The History

A Timeline of the early Chinese immigrants experience in America.


 1865 – Despite the objection from white laborers, 50 Chinese workers were hired by the Central Pacific railway company to lay track Eastbound across the continent.  Very quickly, numerous other Chinese workers were recruited to lay track through a 100 miles of mountains that rose 7000 square feet high.  The Chinese worked long, brutal hours and even worked through the whole winter.  They were often assigned to the most dangerous tasks such as lowering themselves over the mountains in baskets and then planting explosives to blast through the mountains.  Many would be blown apart by the very explosives they set, fall over the cliff or buried alive by a mountain of snow that collapsed onto them.  By 1868, almost 4000 Chinese were employed in working on the railroad, nearly two-thirds of the work force.


1869 – the first Transcontinental Railway was completed.
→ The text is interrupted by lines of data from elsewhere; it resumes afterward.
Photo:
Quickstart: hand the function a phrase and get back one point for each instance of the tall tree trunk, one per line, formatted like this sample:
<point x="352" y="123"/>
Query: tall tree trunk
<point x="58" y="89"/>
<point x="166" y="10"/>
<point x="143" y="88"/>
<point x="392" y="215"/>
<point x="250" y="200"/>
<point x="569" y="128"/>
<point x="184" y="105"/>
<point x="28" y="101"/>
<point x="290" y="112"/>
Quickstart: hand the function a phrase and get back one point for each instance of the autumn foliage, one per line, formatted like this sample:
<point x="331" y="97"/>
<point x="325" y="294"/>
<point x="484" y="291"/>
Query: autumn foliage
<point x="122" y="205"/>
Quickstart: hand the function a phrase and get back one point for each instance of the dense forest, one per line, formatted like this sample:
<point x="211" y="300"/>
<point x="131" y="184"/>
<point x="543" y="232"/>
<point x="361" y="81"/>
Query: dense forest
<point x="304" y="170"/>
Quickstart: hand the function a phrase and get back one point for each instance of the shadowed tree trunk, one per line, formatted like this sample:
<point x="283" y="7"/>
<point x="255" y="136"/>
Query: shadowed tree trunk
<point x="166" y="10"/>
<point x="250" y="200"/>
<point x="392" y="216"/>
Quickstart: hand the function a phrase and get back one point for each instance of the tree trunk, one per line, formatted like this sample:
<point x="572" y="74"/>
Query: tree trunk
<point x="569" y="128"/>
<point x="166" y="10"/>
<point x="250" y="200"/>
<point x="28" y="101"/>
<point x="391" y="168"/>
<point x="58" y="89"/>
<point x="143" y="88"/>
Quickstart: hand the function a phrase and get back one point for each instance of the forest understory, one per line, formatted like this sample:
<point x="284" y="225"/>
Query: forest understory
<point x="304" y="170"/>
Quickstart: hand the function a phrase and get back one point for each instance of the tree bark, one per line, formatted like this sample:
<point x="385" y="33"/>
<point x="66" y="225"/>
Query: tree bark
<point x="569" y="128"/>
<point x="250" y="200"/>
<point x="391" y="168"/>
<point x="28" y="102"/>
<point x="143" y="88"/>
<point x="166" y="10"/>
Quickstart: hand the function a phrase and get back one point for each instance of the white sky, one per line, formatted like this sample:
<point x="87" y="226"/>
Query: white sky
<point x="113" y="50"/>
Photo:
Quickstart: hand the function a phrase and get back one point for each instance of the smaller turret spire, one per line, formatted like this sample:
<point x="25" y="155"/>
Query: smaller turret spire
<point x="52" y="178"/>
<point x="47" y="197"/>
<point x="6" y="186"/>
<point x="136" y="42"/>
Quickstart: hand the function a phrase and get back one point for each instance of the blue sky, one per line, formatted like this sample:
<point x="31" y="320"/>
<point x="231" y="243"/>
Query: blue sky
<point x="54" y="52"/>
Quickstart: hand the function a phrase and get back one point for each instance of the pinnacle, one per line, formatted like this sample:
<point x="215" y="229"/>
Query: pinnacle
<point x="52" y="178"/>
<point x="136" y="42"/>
It is commonly acknowledged that the transcontinental railway could not have been completed without the contribution of the Chinese laborers.  Without this railroad, American progress would have been stalled for years.  With the railroad completed and the Gold Rush over, the Chinese laborers spread out across America to look for work.  Many of them began settling into major cities like San Francisco, New York and Los Angeles and began forming Chinatowns. 


 1875 – The Page Act was established to ban the immigration of any individual from Asia to the United States for the purpose of “cheap Chinese labor” or prostitution. But such an act only had the sole effect of baring all Asian women from trying to immigrate, separating many families and fostering a gender imbalance that led to a bachelor’s society within the Chinese community. The female Chinese population dropped from 6.4% in 1870 to 4.6% by 1880. 


1882 – the US Congress passes the Chinese Exclusion Act, banning the immigration of Chinese laborers (whether skilled or unskilled) to America.  Chinese immigrants living in America were still prevented from being naturalized into citizenship and would continue to become permanent aliens.  The law was passed as a result of the Anti-Chinese sentiment growing amongst the Anglo-Saxon Americans who felt that the Chinese were taking jobs away from them during a recession era.  Anti-Chinese propaganda would further fuel such racial tensions by depicting Chinese people as opium-smoking degenerates (the “Yellow Peril”).   This law did not extend to Chinese merchants, diplomats, teachers and students and it also did not extend to American born Chinese.  However, those immigrants who had already settled in the U.S had to attain reentry certificates if they were to leave the country, otherwise they would be barred from returning.  But such documentation was hard to come by for the common laborer and as a result, many families were further separated without any hope of being reunited on America soil.  Although this act was originally supposed to last only 10 years, it was renewed again and then made permanent until it was repealed more than 60 years later in 1943. The Chinese Exclusion Act was the first and only time in history that the U.S would ban a group of immigrants based on their race and social class. 


1906 – The San Francisco earthquake of 1906 registered a magnitude of 7.8 and was one of the worst natural disasters in U.S history, bringing about close to 3000 deaths and destroying more than 80% of San Francisco.  Furthermore, fierce fires arising from the earthquake would burn through the city for days.  A result of this fire was the destruction of immigration records held in City Hall, bringing about a blank slate that allowed many Chinese immigrants already living in San Francisco to claim that they were a “native born” American citizen.  Being an American citizen, they could then travel freely between the U.S and China, thus exploiting a loophole in the Chinese Exclusion Act.  Furthermore, they could claim that they had fathered “sons” in China and through another loophole in the act be allowed to bring their sons and daughters back into America.  In actuality, a great number of these were “paper sons” with forged identity papers and who had paid their way into America by claiming to be sons of Chinese-American citizens.   


1967 – Anti-miscegenation laws that prevented two people of different races to be married was officially repealed.  Such laws that prevented interracial marriage and/or sexual relationships have been in effect within the United States since as early as the 17th century. 


2012 – A resolution introduced by Congresswoman Judy Chu would pass unanimously through the House of Representatives.  Through this resolution, the United States government formally expresses their regret for the Chinese Exclusion Act.